Dinarello C A
Department of Medicine, Division of Infectious Diseases, University of Colorado Health Sciences Center, Denver 80262, USA.
J Allergy Clin Immunol. 1999 Jan;103(1 Pt 1):11-24. doi: 10.1016/s0091-6749(99)70518-x.

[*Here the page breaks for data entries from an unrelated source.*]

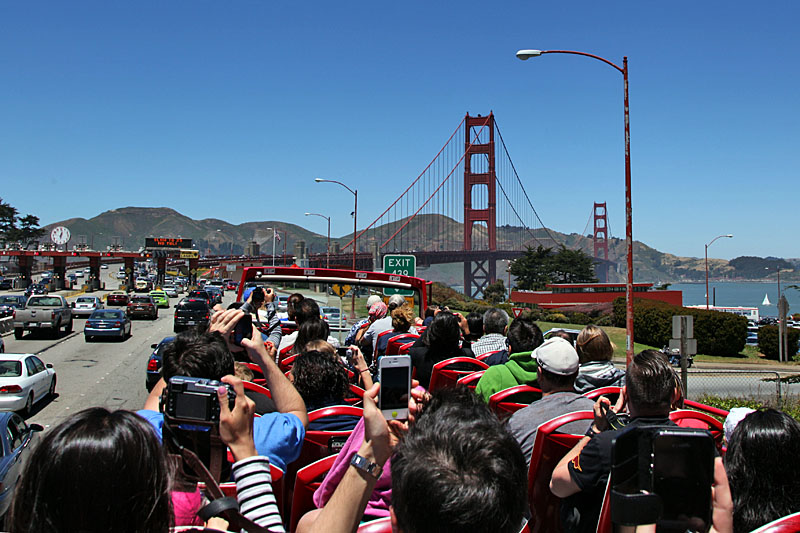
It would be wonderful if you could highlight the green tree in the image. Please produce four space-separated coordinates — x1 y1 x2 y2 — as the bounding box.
509 245 597 290
0 198 44 243
483 279 506 305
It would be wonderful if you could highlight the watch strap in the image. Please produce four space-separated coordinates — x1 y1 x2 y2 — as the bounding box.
350 454 383 479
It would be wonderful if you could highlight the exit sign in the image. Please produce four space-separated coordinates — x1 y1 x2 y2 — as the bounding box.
383 255 417 296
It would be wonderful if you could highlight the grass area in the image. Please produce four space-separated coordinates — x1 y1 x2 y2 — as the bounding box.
537 321 800 367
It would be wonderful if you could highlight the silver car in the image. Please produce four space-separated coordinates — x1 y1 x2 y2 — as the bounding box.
72 296 103 316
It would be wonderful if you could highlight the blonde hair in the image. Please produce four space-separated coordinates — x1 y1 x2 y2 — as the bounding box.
575 324 614 364
392 303 414 331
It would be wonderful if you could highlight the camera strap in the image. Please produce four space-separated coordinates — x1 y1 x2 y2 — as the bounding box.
162 424 268 533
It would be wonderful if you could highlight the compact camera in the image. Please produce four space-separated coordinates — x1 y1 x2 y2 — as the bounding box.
161 376 236 425
611 426 714 531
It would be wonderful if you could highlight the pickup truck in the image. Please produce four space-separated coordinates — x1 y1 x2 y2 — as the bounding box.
13 295 72 339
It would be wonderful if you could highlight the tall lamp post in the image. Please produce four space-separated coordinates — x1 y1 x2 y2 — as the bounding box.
517 50 633 365
306 213 331 268
314 178 358 319
267 228 278 266
706 233 733 309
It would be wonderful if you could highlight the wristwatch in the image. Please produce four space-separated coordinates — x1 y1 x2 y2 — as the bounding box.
350 454 383 479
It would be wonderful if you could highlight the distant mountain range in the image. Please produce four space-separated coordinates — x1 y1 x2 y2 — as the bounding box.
45 207 800 285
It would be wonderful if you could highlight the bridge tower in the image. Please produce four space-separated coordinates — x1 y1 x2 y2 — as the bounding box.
464 113 497 298
594 202 608 283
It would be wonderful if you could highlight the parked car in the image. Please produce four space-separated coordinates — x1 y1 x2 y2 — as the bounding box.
150 291 169 309
106 291 130 305
172 297 211 333
83 309 132 342
72 296 103 316
127 294 158 320
144 337 175 392
187 290 214 307
13 296 72 340
0 294 27 318
0 353 56 414
0 413 44 517
161 285 178 298
203 284 224 305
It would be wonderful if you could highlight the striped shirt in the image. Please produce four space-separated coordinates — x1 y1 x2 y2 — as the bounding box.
232 455 285 533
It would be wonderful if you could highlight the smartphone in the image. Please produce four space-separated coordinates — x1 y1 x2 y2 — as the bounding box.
233 314 253 346
378 355 411 420
652 429 714 531
336 346 353 364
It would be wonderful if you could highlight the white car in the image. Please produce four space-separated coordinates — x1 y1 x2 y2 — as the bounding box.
320 307 342 328
0 353 56 413
161 285 178 298
72 296 103 316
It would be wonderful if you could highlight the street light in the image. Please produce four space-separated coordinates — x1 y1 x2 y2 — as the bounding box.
517 50 633 365
306 213 331 268
706 233 733 309
267 228 278 266
314 178 358 319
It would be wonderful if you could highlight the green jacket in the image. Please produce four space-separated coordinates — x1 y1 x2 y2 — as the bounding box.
475 352 538 403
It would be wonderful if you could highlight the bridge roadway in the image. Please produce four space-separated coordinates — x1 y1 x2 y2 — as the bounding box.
3 270 800 427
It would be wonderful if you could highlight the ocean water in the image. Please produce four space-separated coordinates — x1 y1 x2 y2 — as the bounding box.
669 281 800 317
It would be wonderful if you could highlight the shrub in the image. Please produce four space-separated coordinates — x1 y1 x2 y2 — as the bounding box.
565 313 592 324
758 326 800 360
614 297 747 356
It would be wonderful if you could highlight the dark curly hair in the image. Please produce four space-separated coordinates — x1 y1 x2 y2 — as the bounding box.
6 407 172 533
292 318 331 353
725 409 800 533
292 350 350 410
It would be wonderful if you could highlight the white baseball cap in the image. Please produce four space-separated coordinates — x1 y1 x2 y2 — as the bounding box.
531 337 580 376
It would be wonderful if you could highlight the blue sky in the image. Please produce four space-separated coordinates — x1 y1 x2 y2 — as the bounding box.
0 0 800 258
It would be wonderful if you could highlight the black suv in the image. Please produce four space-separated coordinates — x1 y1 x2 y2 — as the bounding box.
172 298 211 333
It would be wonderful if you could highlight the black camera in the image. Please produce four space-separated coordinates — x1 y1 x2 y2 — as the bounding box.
611 426 714 531
161 376 236 425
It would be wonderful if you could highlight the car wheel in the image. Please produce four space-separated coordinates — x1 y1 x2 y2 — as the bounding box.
25 393 33 416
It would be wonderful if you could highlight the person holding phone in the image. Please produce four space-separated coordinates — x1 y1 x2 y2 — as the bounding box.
241 287 283 346
550 350 719 532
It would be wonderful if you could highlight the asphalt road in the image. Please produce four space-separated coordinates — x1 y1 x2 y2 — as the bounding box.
4 269 800 427
3 269 206 427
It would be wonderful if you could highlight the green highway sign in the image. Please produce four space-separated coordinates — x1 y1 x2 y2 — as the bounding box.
383 254 417 296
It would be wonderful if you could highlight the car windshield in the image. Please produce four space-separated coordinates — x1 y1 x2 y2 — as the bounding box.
180 300 208 311
0 361 22 378
89 309 122 320
28 296 61 307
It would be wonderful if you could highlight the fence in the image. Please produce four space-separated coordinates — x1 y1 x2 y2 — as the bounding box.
687 369 784 406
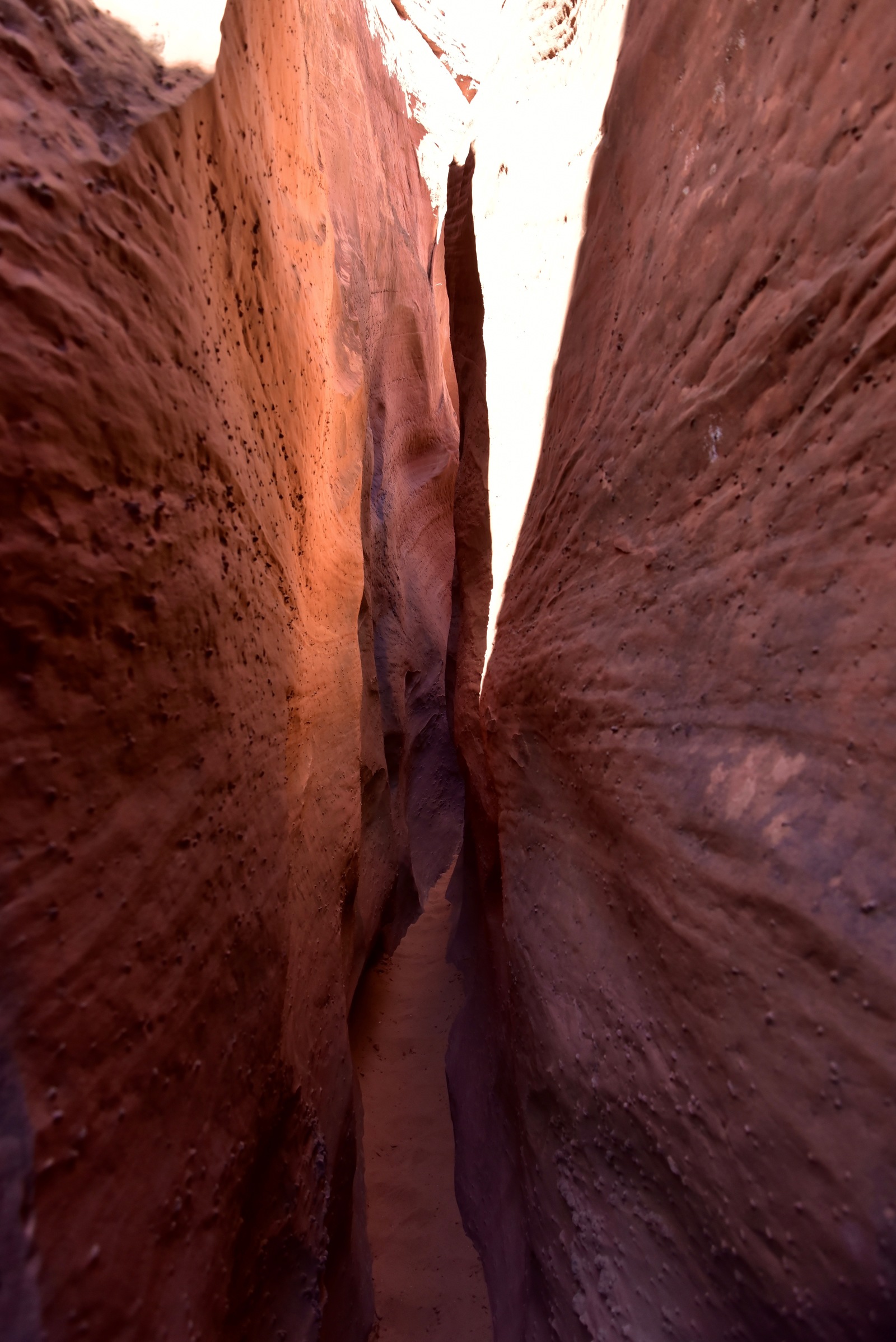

Formerly called IFN-gamma-inducing factor, IL-18 is the new name of a novel cytokine that plays an important role in the TH1 response, primarily by its ability to induce IFN-gamma production in T cells and natural killer cells. Mice deficient in IL-18 have suppressed IFN-gamma production despite the presence of IL-12. IL-18 is related to the IL-1 family in terms of both structure and function. In terms of structure, IL-18 and IL-1beta share significant primary amino acid sequences and are similarly folded as all-beta pleated sheet molecules. Also similar to IL-1beta, IL-18 is synthesized as a biologically inactive precursor molecule lacking a signal peptide. Studies have shown that similar to the IL-1beta precursor, the IL-18 precursor requires cleavage into an active, mature molecule by the intracellular cysteine protease called IL-1beta-converting enzyme (ICE), which is also known as caspase-1. Therefore inhibitors of ICE activity may limit the biologic activity of IL-18 and may be useful as TH1 immunosuppressive agents. The activity of mature IL-18 is closely related to that of IL-1. IL-18 induces gene expression and synthesis of TNF, IL-1, Fas ligand, and several chemokines. The activity of IL-18 is by means of a signaling chain of a putative IL-18 receptor (IL-18R) complex. This IL-18R complex is made up of a binding chain termed IL-18Ralpha, a member of the IL-lR family previously identified as the IL-1R-related protein (IL-1Rrp), and a signaling chain, the IL-18Rbeta, also a member of the IL-1R family. The IL-18R complex recruits IL-1R-activating kinase and TNF receptor-associated factor-6, which phosphorylates nuclear factor kappaB (NFkappaB)-inducing kinase with subsequent activation of NFkappaB. Thus on the basis of primary structure, 3-dimensional structure, receptor family, signal transduction pathways, and biologic effects of IL-18 appear to place this cytokine in the IL-1 family. Similar to IL-1, IL-18 participates in both innate and acquired immunity.
白细胞介素-18曾被称为γ干扰素诱导因子,是一种新型细胞因子的新名称,它在TH1应答中发挥重要作用,主要是通过其诱导T细胞和自然杀伤细胞产生γ干扰素的能力。尽管存在白细胞介素-12,但缺乏白细胞介素-18的小鼠其γ干扰素的产生受到抑制。白细胞介素-18在结构和功能方面均与白细胞介素-1家族相关。在结构上,白细胞介素-18和白细胞介素-1β具有显著的一级氨基酸序列,并且作为全β折叠片层分子具有相似的折叠方式。与白细胞介素-1β相似,白细胞介素-18也作为一种缺乏信号肽的无生物学活性的前体分子被合成。研究表明,与白细胞介素-1β前体相似,白细胞介素-18前体需要被细胞内的半胱氨酸蛋白酶白细胞介素-1β转换酶(ICE,也称为半胱天冬酶-1)切割成有活性的成熟分子。因此,ICE活性抑制剂可能会限制白细胞介素-18的生物学活性,并且可能作为TH1免疫抑制剂发挥作用。成熟白细胞介素-18的活性与白细胞介素-1的活性密切相关。白细胞介素-18可诱导肿瘤坏死因子、白细胞介素-1、Fas配体和几种趋化因子的基因表达和合成。白细胞介素-18的活性是通过一种假定的白细胞介素-18受体(IL-18R)复合物的信号传导链来实现的。这种IL-18R复合物由一条称为IL-18Rα的结合链、白细胞介素-1受体家族的一个成员(以前被鉴定为白细胞介素-1受体相关蛋白(IL-1Rrp))以及一条信号传导链IL-18Rβ组成,IL-18Rβ也是白细胞介素-1受体家族的一个成员。IL-18R复合物募集白细胞介素-1受体激活激酶和肿瘤坏死因子受体相关因子-6,后者使核因子κB(NFκB)诱导激酶磷酸化,随后激活NFκB。因此,基于白细胞介素-18的一级结构、三维结构、受体家族、信号转导途径和生物学效应,似乎可将这种细胞因子归为白细胞介素-1家族。与白细胞介素-1相似,白细胞介素-18参与先天性免疫和获得性免疫。